Le pont entre tradition et modernité ? Une antienne usée jusqu’à la corde par le marketing horloger. Ulysse Nardin vient pourtant de lui redonner ses lettres de noblesse.
Par Olivier Müller
La haute horlogerie se singularise de deux manières : par son esthétique ou par sa technique. En d’autres termes, par son cadran ou par son mouvement. La plupart des grandes maisons évoluent sans difficulté sur les deux tableaux, même si la mode du vintage, qui consiste à reproduire l’existant, a considérablement nuit à la créativité horlogère de ces cinq dernières années.
Ulysse Nardin, que Kering a racheté 700 millions d’euros en 2014, évolue en la matière avec une maestria qui ne se dément pas. Dirigée depuis 2017 par Patrick Pruniaux (ex TAG Heuer et Apple), la manufacture du Locle consolide ses fondamentaux sans jamais cesser sa progression : une histoire tournée vers la marine, des pièces de précision, et une R&D orientée vers le silicium, dont elle fut une pionnière il y a déjà 20 ans, dès 2001.
Synthétiser ces attributs en une seule et même pièce n’était pas gagné. Ulysse Nardin vient pourtant d’y parvenir, résolvant une quadrature du cercle à laquelle plus grand monde n’osait se confrontait. L’idée : se saisir d’une pièce éminemment contemporaine, marqueur identitaire de l’Ulysse Nardin des XX et XXIe siècle, la Freak. Ensuite, s’approprier un métier d’art encore rarement utilisé en horlogerie, et plus encore par Ulysse Nardin : la marqueterie. Enfin, combiner le tout avec le savoir-faire technologique de haut niveau de la manufacture : le silicium.
Le résultat, c’est une Freak X avec cadran en marqueterie de silicium. Le précieux matériau est découpé au cœur des wafers, ces « gaufres » de silicium que la marque fabrique avec son partenaire Sigatec, à Sion. Chaque pièce est ciselée grâce à un faisceau plasma. Tout l’art de cette technique repose sur la dextérité de l’artisan, le silicium utilisé étant d’une friabilité et fragilité extrêmes lors de la manipulation. Le seul fait de superposer légèrement les morceaux au lieu de les imbriquer suffit à en ébrécher les bords. C’est un véritable « métier d’art technologique » qui consiste en l’assemblage et le collage, à la main, de ces pièces nécessaires à la création de ces étonnantes mosaïques.

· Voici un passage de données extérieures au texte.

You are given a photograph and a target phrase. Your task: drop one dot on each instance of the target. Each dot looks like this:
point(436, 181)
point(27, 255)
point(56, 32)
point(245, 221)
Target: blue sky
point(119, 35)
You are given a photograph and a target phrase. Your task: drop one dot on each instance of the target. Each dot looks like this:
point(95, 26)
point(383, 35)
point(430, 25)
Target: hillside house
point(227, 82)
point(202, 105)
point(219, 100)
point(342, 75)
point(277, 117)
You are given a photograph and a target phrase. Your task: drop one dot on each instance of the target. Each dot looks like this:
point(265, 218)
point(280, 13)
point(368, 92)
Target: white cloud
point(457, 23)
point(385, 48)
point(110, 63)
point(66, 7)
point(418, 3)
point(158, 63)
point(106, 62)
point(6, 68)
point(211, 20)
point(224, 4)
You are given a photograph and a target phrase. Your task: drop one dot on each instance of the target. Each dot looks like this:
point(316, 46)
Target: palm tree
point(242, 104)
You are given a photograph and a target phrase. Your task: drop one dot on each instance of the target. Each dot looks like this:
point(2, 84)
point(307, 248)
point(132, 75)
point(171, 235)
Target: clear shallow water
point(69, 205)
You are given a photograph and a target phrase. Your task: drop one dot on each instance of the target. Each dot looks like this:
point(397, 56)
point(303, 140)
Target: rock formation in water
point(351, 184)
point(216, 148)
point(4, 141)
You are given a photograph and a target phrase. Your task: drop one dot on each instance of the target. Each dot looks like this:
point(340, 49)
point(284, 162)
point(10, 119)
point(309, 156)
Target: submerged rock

La Freak X, quant à elle, reste le point d’entrée de la collection Freak. Plus consensuelle, elle se règle avec une couronne et tombe son diamètre d’un large 45 mm à un juste 43 mm. Le mouvement est toujours équipé d’un carrousel tournant sur lui-même une fois par heure. Gagnant en simplicité et en audace, le mouvement possède moins de composants. Cadran et aiguilles disparaissent également. Ce sont ainsi le pont central et l’une des roues qui indiquent respectivement les minutes et les heures.
Proposée à 29 500 euros, la Freak X Marquetry ne sera éditée qu’à 30 exemplaires. Cohérente par rapport à l’histoire de la marque, tournée vers l’avenir, elle projette l’illustre art de la marqueterie dans le XXIe siècle. Remarquablement exécutée, innovante, elle s’inscrit dans le sillage technique et esthétique d’Ulysse Nardin, tout en offrant une créativité jusque-là inconnue, grâce à cette marqueterie de silicium. Que demander de plus ?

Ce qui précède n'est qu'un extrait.